Puzzles 8: Long softmax

puzzles8是计算batch的softmax,题目如下:

Softmax of a batch of logits.

Uses one program block axis. Block size B0 represents the batch of x of length N0.

Block logit length T.   Process it B1 < T elements at a time.  

.. math::

    z_{i, j} = \text{softmax}(x_{i,1} \ldots x_{i, T}) \text{ for } i = 1\ldots N_0

Note softmax needs to be computed in numerically stable form as in Python. In addition in Triton 

they recommend not using exp but instead using exp2. You need the identity

.. math::

    \exp(x) = 2^{\log_2(e) x}

Advanced: there one way to do this with 3 loops. You can also do it with 2 loops if you are clever. 

Hint: you will find this identity useful:

.. math::

    \exp(x_i - m) =  \exp(x_i - m/2 - m/2) = \exp(x_i - m/ 2) /  \exp(m/2)

"""

def softmax_spec(x: Float32[4, 200]) -> Float32[4, 200]:

    x_max = x.max(1, keepdim=True)[0]

    x = x - x_max

    x_exp = x.exp()

    return x_exp / x_exp.sum(1, keepdim=True)
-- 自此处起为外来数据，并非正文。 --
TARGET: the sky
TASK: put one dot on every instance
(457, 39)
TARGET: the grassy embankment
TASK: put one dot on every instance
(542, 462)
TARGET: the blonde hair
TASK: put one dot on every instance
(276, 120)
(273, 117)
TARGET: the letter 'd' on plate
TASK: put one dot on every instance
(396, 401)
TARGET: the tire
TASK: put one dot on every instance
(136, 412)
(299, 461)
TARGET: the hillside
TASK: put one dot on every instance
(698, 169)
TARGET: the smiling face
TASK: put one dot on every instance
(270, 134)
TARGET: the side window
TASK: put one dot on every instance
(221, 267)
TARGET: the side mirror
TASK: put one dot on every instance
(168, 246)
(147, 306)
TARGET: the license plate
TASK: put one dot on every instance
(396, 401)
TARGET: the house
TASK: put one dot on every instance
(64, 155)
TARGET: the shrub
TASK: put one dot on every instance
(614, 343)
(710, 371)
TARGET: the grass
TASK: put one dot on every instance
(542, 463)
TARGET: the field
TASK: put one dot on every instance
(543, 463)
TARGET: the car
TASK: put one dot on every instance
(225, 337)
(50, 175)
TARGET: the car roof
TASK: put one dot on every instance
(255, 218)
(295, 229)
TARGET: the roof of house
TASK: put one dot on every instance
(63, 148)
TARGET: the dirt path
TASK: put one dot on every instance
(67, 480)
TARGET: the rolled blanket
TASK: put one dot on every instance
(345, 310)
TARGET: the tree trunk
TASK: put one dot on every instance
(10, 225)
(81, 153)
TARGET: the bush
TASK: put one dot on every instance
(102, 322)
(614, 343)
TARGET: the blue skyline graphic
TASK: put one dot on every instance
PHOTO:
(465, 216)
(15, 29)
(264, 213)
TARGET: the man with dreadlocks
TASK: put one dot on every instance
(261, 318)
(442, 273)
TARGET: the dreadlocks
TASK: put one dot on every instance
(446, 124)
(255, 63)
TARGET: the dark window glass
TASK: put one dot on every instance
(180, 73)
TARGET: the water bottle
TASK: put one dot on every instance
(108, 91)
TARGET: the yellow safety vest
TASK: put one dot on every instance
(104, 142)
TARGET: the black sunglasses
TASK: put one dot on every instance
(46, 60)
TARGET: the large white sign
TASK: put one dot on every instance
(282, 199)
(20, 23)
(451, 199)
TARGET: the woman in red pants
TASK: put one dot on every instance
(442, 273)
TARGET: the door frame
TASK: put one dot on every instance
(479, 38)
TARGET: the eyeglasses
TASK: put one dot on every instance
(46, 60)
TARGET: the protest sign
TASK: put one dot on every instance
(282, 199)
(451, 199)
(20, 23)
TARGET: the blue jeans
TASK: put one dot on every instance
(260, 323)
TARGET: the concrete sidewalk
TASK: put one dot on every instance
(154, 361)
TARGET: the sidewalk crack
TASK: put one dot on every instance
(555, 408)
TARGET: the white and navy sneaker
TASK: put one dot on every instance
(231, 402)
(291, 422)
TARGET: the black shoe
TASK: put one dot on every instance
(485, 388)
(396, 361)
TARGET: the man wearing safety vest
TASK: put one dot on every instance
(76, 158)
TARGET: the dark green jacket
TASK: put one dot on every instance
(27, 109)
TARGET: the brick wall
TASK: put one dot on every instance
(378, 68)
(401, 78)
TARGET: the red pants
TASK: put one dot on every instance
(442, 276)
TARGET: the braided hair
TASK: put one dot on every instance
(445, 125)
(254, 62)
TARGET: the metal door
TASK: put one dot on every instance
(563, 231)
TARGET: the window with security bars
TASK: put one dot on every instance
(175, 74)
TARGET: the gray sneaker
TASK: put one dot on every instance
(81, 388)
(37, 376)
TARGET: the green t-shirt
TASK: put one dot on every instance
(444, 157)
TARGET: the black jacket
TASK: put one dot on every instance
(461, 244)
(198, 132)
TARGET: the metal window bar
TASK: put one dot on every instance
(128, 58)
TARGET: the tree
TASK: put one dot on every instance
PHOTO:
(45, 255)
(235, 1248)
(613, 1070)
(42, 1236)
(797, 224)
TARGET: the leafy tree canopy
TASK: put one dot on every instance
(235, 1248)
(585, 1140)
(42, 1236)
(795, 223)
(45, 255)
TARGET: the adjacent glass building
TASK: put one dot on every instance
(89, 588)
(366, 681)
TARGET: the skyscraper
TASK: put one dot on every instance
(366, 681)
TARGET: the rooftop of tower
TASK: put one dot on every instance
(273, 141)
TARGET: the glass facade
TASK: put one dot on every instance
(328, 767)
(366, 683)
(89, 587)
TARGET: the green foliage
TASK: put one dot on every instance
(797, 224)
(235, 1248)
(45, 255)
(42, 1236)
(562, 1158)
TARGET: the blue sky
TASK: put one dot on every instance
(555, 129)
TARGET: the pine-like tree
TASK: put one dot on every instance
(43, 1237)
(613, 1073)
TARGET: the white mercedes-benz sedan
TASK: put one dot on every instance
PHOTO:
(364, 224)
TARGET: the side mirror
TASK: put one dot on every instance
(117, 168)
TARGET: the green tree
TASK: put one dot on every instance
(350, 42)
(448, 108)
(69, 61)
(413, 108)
然后这题需要提供两种解法,一种是暴力的解法,3个loop;另一种是聪明的解法,2个loop。先从暴力解法开始着手。

暴力解法思路

  1. 一个loop去取每一个行的最大值
  2. 每行中的每列减去对应行的最大值,顺便exp
  3. 一个loop去相加对应exp之后的值函数
  4. 一个loop计算最后的softmax

相关的triton接口

  1. torch.full(shape, value, dtype)可以直接初始化一个大小为shape,值为value的dtype向量,可以用来初始化极小值,用来取最大值,后面发现用tl.zeros也可以

解法

def softmax_kernel_brute_force(x_ptr, z_ptr, N0, N1, T, B0: tl.constexpr, B1: tl.constexpr):
    """2 loops ver."""
    block_id_i = tl.program_id(0)
    log2_e = 1.44269504
    # Finish me!i
    offset_x = block_id_i * B0 + tl.arange(0,B0)
    mask_x = offset_x < N0

    row_max = tl.zeros(shape=[B0,1], dtype=tl.float32)
    row_sum_exp = tl.zeros([B0, 1], dtype=tl.float32)
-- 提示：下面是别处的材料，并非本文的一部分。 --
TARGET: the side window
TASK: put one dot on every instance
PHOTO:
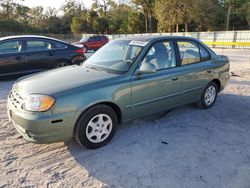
(10, 47)
(91, 39)
(204, 54)
(189, 52)
(36, 45)
(161, 55)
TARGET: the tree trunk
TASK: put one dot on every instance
(228, 16)
(146, 23)
(186, 27)
(177, 28)
(150, 23)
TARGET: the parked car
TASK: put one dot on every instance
(28, 54)
(93, 42)
(127, 79)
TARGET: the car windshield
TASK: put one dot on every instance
(116, 56)
(84, 39)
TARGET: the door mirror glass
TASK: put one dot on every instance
(146, 68)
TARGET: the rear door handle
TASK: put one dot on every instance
(175, 79)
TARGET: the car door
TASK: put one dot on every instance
(11, 57)
(195, 67)
(159, 91)
(39, 54)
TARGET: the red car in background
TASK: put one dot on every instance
(93, 42)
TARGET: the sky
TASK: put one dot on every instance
(52, 3)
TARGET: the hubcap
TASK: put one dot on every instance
(62, 64)
(210, 95)
(99, 128)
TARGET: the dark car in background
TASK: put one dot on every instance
(93, 42)
(27, 54)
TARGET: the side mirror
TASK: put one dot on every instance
(146, 68)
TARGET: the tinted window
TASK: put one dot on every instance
(91, 39)
(117, 55)
(59, 45)
(36, 45)
(161, 55)
(10, 47)
(189, 52)
(204, 54)
(98, 38)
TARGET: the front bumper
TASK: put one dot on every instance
(42, 128)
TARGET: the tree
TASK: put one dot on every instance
(8, 8)
(147, 8)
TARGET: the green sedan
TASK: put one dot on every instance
(126, 79)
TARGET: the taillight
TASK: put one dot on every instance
(79, 51)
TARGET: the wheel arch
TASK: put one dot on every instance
(112, 105)
(218, 83)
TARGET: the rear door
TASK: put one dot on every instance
(159, 91)
(195, 66)
(12, 57)
(39, 54)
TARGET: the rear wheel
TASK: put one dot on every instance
(208, 96)
(96, 126)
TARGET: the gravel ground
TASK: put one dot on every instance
(188, 147)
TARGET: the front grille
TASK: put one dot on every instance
(15, 99)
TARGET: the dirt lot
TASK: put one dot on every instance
(188, 147)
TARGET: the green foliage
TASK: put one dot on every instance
(137, 16)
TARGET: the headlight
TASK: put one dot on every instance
(38, 103)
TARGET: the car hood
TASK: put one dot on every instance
(59, 80)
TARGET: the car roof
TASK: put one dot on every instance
(146, 38)
(29, 36)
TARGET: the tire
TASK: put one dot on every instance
(208, 96)
(85, 48)
(61, 63)
(96, 126)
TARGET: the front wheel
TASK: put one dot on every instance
(96, 126)
(208, 96)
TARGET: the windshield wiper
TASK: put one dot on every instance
(89, 67)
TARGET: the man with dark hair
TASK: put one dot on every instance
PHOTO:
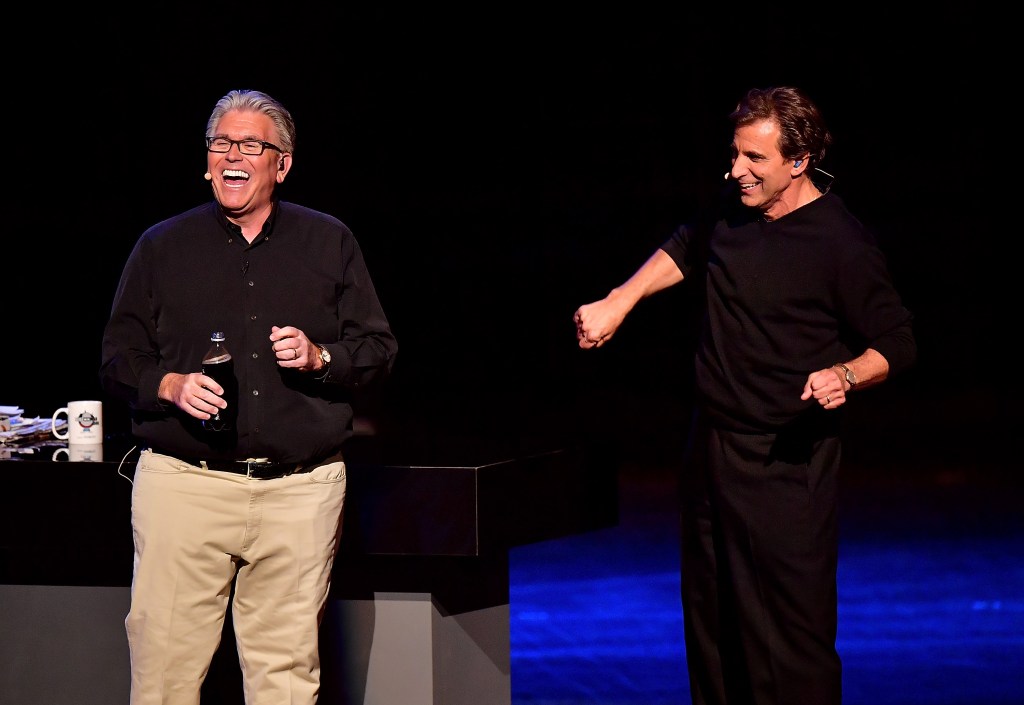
(800, 313)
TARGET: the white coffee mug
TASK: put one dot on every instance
(85, 422)
(77, 452)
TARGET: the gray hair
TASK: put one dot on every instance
(256, 101)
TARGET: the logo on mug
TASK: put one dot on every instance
(86, 420)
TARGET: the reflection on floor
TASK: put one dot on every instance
(931, 596)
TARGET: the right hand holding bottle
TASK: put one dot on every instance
(194, 394)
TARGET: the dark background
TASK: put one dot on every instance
(501, 166)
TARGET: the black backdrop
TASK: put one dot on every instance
(500, 167)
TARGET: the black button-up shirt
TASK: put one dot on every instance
(195, 274)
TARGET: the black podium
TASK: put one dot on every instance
(419, 607)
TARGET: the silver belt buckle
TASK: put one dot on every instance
(252, 462)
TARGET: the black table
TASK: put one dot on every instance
(419, 607)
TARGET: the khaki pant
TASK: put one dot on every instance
(197, 532)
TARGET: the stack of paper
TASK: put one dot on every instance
(26, 429)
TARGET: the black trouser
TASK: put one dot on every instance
(760, 547)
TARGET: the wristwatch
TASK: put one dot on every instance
(326, 359)
(847, 374)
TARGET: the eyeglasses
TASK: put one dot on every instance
(252, 148)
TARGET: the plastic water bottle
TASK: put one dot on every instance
(217, 363)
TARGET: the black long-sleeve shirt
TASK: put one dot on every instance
(195, 274)
(784, 298)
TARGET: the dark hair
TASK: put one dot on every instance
(256, 101)
(802, 129)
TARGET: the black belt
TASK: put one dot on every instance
(259, 468)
    for idj in tl.range(0,T,B1):
        offset_y = idj + tl.arange(0,B1)
        mask_y = offset_y < T
        offset_xy = offset_x[:,None] * T + offset_y[None,:]
        mask_xy = mask_x[:,None] & mask_y[None,:]
        block_value =tl.load(x_ptr + offset_xy, mask_xy, other=float('-inf'))
        row_max = tl.maximum(row_max, tl.max(block_value,axis=1, keep_dims=True))
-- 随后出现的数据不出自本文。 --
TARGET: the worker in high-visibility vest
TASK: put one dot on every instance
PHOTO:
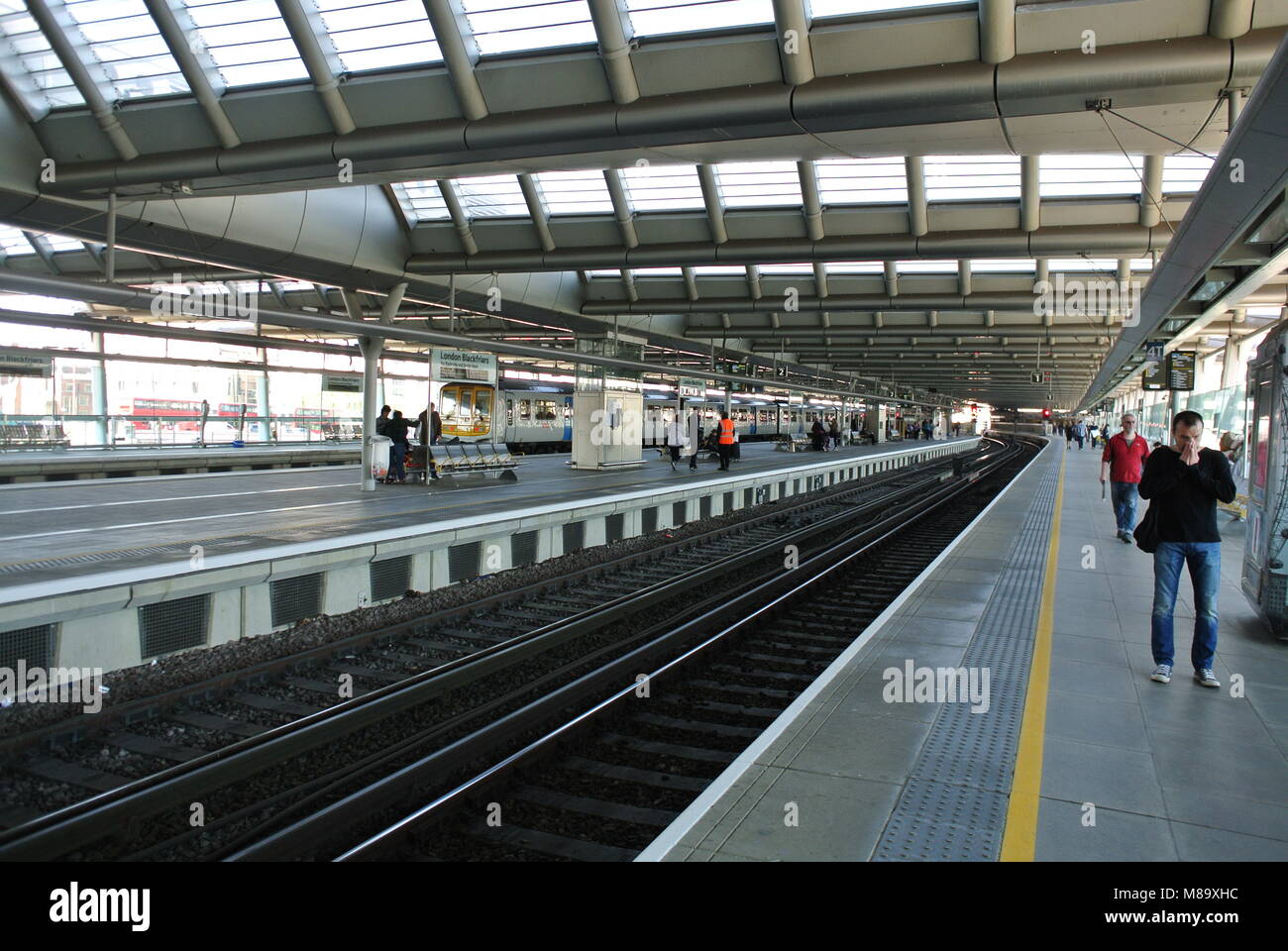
(725, 440)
    for idj in tl.range(0, T, B1):
        offset_y = idj + tl.arange(0,B1)
        mask_y = offset_y < T
        offset_xy = offset_x[:,None] * T + offset_y[None,:]
        mask_xy = mask_x[:,None] & mask_y[None,:]
        block_value = tl.load(x_ptr + offset_xy, mask_xy, other=float('-inf'))
        block_value -= row_max
        row_sum_exp += tl.sum(exp_approx(block_value),axis=1, keep_dims=True)

    for idj in tl.range(0, T, B1):
        offset_y = idj + tl.arange(0,B1)
        mask_y = offset_y < T
        offset_xy = offset_x[:,None] * T + offset_y[None,:]
        mask_xy = mask_x[:,None] & mask_y[None,:]
        block_value = tl.load(x_ptr + offset_xy, mask_xy, other=float('-inf'))
        softmax_value = exp_approx(block_value - row_max) / row_sum_exp
        tl.store(z_ptr + offset_xy, softmax_value, mask_xy)
    return
  1. 写得比较冗长,但是核心思路应该就是上面说的三个循环

两个循环思路

  1. 这个思路就类似online softmax

$$ \begin{aligned} & m_0 \leftarrow -\infty \\ & d_0 \leftarrow 0 \\ & \text{for } j \leftarrow 1, V \text{ do} \\ & \quad m_j \leftarrow \max(m_{j-1}, x_j) \\ & \quad d_j \leftarrow d_{j-1} \times e^{m_{j-1}-m_j} + e^{x_j-m_j} \quad \text{(Update row\_sum\_exp within the loop)} \\ & \text{end for} \\ & \text{for } i \leftarrow 1, V \text{ do} \\ & \quad y_i \leftarrow \frac{e^{x_i-m_V}}{d_V} \\ & \text{end for} \end{aligned} $$

解法

@triton.jit
def exp_approx(x):
    return tl.exp2(1.44269504 * x)



@triton.jit
def softmax_kernel(x_ptr, z_ptr, N0, N1, T, B0: tl.constexpr, B1: tl.constexpr):
    """2 loops ver."""
    block_id_i = tl.program_id(0)
    log2_e = 1.44269504
    # Finish me!i
    offset_x = block_id_i * B0 + tl.arange(0,B0)
    mask_x = offset_x < N0

    row_max = tl.zeros(shape=[B0, 1],dtype=tl.float32)
    row_sum_exp = tl.zeros([B0, 1], dtype=tl.float32)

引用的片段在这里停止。